Doll haters look away, the next movie is 1988’s Child’s Play. It was directed by Tom Holland, but most of the credit goes to Don Mancini who came up with the story and is still creating media with the character in the current TV show Chucky (which is great). Child’s Play is so great because of the amazing child acting from Alex Vincent as Andy Barclay, and the team of puppeteers behind Chucky. Despite the horror and murder in this movie, Child’s Play is fun and Chucky likes to crack jokes. The series gets a bit more silly and leans towards comedy as it goes on, but the first movie is mostly a slasher, and entirely a great movie.

Returning to Wes Craven, 1996’s Scream was a genre changer at the time of its release. By 1996, a lot of slashers were sequels of earlier franchises like Halloween and Friday the 13th, but Scream did things differently. The characters had seen horror movies and made fun of common slasher tropes. It left behind the silent stalkers like Michael and Jason and instead went for a more funny killer in Ghostface. Our final girl, Sidney Prescott, knows about horror and how to use the resources around her. After Scream, the historical accounting of horror movies changed to before Scream and after Scream. Its importance for the genre landed it on my recommendation list.

Let’s have some fun with our next movie, shall we? 2009’s Jennifer’s Body, starring Megan Fox, is genuinely a fun horror comedy. It plays on the male gaze through its marketing, but turns into a movie about female friendship and puts Jennifer as the main killer of the movie. It’s way more fun than it is scary, and honestly a great time.

You’re Next is my favourite horror movie. It was directed by Adam Wingard and released in 2011. It’s a home invasion slasher with a fun twist at the end, and my favourite final girl. Erin is a really smart protagonist. She fights back against the invaders and constantly makes intelligent choices to save her life and the lives of the people in the house with her. Sometimes with horror, you find yourself screaming at the TV as the main character makes a bad decision, but this doesn’t happen with You’re Next. Erin is consistent in her choices and you never worry about her doing something stupid like other horror protagonists.

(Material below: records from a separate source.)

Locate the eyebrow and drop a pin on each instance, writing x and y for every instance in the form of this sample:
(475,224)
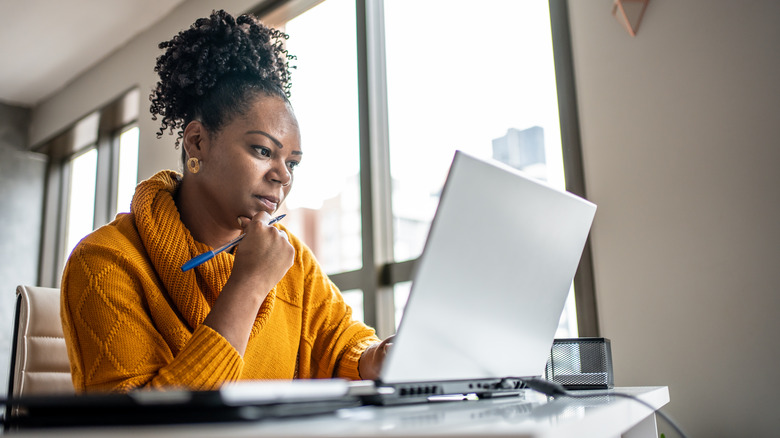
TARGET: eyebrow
(273,139)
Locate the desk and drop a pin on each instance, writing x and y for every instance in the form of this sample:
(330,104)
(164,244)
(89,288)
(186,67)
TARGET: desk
(531,415)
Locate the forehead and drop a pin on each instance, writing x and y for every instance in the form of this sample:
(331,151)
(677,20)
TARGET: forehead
(270,114)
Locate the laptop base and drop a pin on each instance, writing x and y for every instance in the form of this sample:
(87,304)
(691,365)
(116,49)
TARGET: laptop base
(424,392)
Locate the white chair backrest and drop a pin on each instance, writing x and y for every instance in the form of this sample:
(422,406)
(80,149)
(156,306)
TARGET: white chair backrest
(39,359)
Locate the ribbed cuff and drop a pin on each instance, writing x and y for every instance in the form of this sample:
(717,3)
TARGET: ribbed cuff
(350,361)
(206,362)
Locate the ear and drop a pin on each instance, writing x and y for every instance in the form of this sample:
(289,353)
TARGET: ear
(195,139)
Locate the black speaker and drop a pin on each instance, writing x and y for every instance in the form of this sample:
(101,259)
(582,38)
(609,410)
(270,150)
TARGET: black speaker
(581,363)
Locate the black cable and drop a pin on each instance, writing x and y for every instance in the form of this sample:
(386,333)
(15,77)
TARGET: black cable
(553,389)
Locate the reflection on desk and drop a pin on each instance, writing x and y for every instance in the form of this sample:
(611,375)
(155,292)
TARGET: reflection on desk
(528,415)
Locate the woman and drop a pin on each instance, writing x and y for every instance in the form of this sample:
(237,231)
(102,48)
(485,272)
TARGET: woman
(132,318)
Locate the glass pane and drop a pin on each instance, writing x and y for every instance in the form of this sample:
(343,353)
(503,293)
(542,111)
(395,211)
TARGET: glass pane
(128,169)
(324,205)
(490,93)
(81,198)
(354,299)
(401,296)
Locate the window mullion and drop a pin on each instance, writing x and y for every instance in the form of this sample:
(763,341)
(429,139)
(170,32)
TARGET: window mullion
(375,169)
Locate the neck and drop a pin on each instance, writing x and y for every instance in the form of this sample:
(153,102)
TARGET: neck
(201,222)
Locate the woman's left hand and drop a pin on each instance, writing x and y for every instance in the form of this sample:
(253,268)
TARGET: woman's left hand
(372,359)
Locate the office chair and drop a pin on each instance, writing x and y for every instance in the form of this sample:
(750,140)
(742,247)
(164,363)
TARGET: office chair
(39,357)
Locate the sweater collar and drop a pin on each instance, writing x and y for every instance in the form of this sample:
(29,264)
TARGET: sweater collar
(169,245)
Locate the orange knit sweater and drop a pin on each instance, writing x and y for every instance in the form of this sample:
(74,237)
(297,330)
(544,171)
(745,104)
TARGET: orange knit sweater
(132,318)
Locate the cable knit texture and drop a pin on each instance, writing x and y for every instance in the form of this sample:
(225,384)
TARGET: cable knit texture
(132,318)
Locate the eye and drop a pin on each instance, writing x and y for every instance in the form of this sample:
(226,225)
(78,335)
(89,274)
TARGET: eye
(262,151)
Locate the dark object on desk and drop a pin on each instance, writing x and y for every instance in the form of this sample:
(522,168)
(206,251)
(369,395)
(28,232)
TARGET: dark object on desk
(175,407)
(581,363)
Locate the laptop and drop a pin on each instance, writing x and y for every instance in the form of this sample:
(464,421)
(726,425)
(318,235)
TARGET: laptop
(489,288)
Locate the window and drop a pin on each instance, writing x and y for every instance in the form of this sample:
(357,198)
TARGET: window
(91,176)
(426,78)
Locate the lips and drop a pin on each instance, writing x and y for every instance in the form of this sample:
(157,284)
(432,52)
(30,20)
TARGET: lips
(270,202)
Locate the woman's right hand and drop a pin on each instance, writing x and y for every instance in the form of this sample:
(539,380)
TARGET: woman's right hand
(264,255)
(262,258)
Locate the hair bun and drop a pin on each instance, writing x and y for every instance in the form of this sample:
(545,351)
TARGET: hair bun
(210,50)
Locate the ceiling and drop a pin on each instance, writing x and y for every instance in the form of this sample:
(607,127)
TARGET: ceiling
(45,44)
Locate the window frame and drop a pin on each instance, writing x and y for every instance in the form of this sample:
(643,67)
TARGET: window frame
(113,119)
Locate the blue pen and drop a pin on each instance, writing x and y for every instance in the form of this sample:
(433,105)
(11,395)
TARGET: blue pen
(208,255)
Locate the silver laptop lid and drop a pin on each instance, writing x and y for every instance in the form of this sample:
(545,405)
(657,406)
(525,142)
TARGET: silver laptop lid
(491,284)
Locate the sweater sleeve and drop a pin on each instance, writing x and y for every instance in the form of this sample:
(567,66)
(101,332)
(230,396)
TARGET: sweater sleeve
(337,341)
(112,340)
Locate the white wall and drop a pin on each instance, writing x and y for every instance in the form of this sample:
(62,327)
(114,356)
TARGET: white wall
(681,144)
(128,67)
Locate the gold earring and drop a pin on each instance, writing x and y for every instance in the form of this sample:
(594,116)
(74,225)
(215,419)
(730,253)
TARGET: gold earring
(193,165)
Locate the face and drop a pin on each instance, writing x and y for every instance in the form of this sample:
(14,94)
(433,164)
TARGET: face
(249,165)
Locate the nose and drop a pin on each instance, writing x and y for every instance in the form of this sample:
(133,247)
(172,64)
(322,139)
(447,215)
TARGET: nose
(280,173)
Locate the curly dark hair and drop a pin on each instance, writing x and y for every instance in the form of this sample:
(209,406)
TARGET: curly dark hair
(212,71)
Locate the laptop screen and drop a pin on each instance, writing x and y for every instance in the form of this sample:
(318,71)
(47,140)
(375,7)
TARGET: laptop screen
(489,289)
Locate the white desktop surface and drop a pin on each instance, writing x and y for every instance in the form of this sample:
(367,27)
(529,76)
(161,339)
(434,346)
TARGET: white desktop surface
(531,416)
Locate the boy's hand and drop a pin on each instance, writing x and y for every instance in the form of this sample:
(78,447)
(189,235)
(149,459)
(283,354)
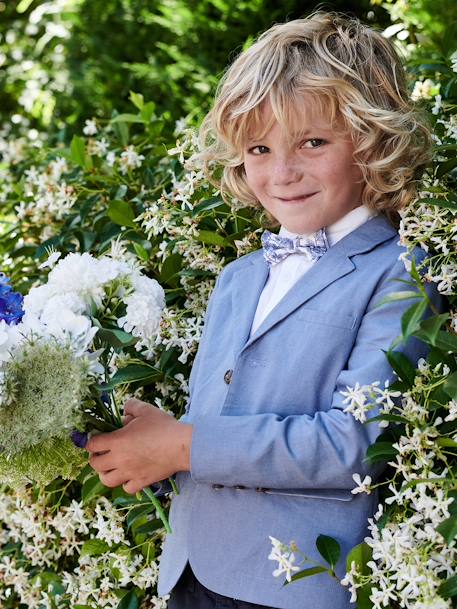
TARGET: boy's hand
(150,447)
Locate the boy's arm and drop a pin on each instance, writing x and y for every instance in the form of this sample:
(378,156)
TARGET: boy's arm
(302,451)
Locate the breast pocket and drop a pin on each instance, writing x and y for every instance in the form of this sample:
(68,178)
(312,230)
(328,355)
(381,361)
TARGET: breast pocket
(333,494)
(331,318)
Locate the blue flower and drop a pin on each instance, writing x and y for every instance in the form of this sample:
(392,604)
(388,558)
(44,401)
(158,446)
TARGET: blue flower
(11,309)
(79,438)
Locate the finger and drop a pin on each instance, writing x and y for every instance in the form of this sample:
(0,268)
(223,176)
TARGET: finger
(112,478)
(135,407)
(127,418)
(131,487)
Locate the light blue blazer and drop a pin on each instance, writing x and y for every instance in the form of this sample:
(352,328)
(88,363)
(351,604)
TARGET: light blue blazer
(273,453)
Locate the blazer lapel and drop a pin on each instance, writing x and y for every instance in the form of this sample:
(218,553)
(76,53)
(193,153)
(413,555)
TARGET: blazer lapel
(248,283)
(335,263)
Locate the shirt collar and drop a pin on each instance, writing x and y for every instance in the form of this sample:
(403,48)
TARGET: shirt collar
(342,227)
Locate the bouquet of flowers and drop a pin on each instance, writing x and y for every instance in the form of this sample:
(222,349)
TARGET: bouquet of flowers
(66,349)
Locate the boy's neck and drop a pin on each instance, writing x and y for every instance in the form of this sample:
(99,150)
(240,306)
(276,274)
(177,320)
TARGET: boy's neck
(339,229)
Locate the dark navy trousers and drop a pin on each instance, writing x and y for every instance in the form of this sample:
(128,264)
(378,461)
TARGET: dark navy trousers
(189,593)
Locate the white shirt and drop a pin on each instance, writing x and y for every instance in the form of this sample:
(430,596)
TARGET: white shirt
(284,274)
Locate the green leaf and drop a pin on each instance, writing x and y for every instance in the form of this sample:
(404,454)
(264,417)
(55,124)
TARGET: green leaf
(147,112)
(141,252)
(127,118)
(429,328)
(92,488)
(129,601)
(448,528)
(446,341)
(396,296)
(361,555)
(449,587)
(211,203)
(120,212)
(402,367)
(450,386)
(440,203)
(446,442)
(116,338)
(380,451)
(211,238)
(307,573)
(329,549)
(78,153)
(137,100)
(412,317)
(23,6)
(149,527)
(138,512)
(94,547)
(130,374)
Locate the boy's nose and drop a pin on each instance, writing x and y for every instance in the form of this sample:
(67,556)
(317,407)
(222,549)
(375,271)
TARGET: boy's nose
(286,172)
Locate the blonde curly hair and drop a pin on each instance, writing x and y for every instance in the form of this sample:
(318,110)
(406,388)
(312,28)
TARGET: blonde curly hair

These are my nine horror movie recommendations for Halloween. Remember, horror isn’t for everyone, and don’t try to force yourself to enjoy a genre if you don’t want to (or just can’t). It can be a lot to take in for people who don’t like blood, gore, or jump-scares. Don’t let anyone pressure you into watching a horror movie just because it’s October. But, if you do choose to watch a horror movie, or you’re new to the genre and want to get started, these are my recommendations.